Monday, Jul. 01, 1929

"New Era of Humanity"

In Roanoke, Va., stands a good-sized city market. Above the market is an auditorium. The smell of meat and fish often seeps up from below. One day last week a tropical sun blazed through the auditorium's huge uncurtained windows upon some 800 cheering, jostling, excited men and women. The weather made these Virginians uncomfortably hot. Thoughts of Alfred Emanuel Smith and John Jacob Raskob as leaders of the Democratic party made them hotter.

Anti-Smith Democrats, they were gathered in their first State convention to put an independent ticket into the field against the regular Democratic organization led by Governor Byrd, Senators Glass and Swanson.

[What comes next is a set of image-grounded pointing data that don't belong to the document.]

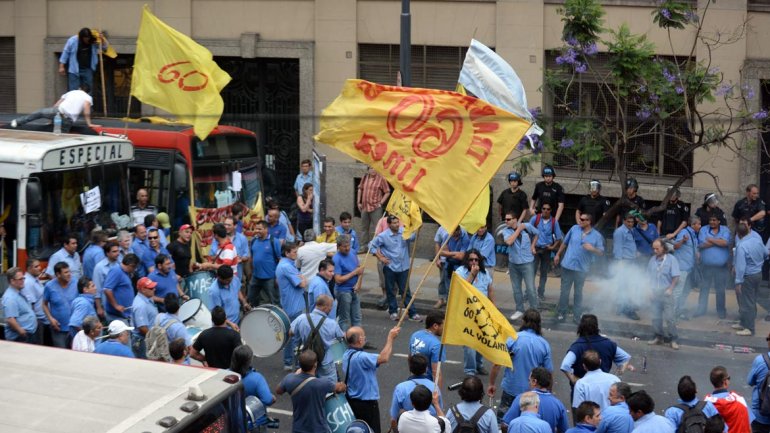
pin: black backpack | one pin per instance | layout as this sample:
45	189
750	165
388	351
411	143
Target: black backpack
314	341
468	426
764	390
693	419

This Roanoke gathering was the political child of Bishop James Cannon Jr. of the Methodist Episcopal Church, South, arch-enemy of the Smith-Raskob leadership. In a public letter a few weeks before he had summoned it to overthrow the Byrd-Glass-Swanson organization which had supported Nominee Smith and was "defeated, discredited . . . still unwashed and still unrepentant." When Hoovercratic Virginians obeyed the call and met at Roanoke, Bishop Cannon sent them his son David, a 6,000-word platform, a special message and his blessing. But he stayed away himself.

The convention:

1) Nominated by acclamation Prof. William Moseley Brown for Governor and Capt. C. C. Berkeley for Attorney-General. It left the nomination for Lieutenant-Governor open, in hopes the state Republicans would choose that candidate, thus permitting the two groups to coalesce against the regular Democrats. Nominee Brown, a 35-year-old professor of psychology at Washington & Lee University, was described as the state's "most cantankerous and catamountish campaigner," but when led to the platform he turned out to be a mild-mannered polite gentle man, still trailing a classroom atmosphere after him as he pleaded against bitterness, called the conventioneers "pioneers in a new era of humanity."

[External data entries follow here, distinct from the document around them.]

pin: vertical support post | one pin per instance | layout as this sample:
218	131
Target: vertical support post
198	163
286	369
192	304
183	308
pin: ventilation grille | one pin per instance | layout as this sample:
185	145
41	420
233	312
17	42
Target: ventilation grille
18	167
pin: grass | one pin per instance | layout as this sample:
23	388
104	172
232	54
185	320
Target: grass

2) Voted to establish Washington head quarters to spread the anti-Raskob gospel into other states.

3) Cheered mentions of Senators Heflin, Simmons, Blease; denounced Congressman Tinkham.

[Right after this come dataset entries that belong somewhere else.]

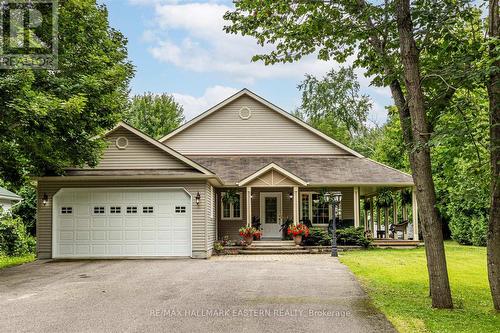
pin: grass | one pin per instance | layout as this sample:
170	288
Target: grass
13	261
397	282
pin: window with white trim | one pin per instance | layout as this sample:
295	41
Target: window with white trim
231	210
99	210
66	210
131	209
180	209
316	211
115	210
147	210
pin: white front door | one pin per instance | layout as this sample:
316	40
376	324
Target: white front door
270	214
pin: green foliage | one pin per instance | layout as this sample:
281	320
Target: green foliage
334	105
384	198
26	209
155	115
50	118
318	237
353	236
14	239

4) Adopted the Cannon platform in which Prohibition was called "the high-water mark of civilization." All resources were pledged to up-to-the-hilt enforcement.

5) Collided with the race issue as the result of specific demands for a denunciation of Mrs. Hoover's White House reception of Mrs. Oscar De Priest, wife of Illinois' Negro Congressman. I. C. Trotman of Suffolk, who had telegraphed Mrs. Hoover that her act had cost the Hoovercrats 25,000 votes in Virginia, resigned in protest from the executive committee when the convention only declared: "We stand for racial integrity and while official relations must be maintained, we deplore any social relationship between whites and blacks." Later, as the convention was going home, it was disturbed to hear that President Hoover had appointed as postmaster at Blenheim, Va., one Thornton Nightingale, Negro Republican.

6) Denounced stockmarket gambling. A few days later Bishop Cannon himself was disclosed as a buyer and seller of stocks on margin in Wall Street. While not denying the facts, he loudly complained it was all "a contemptible Tammany trick" to discredit him at the opening of his Virginia campaign.

With the convention over, observers waited to see whether the political hatreds and animosities of last year's national campaign could be successfully transposed to a state election in the South.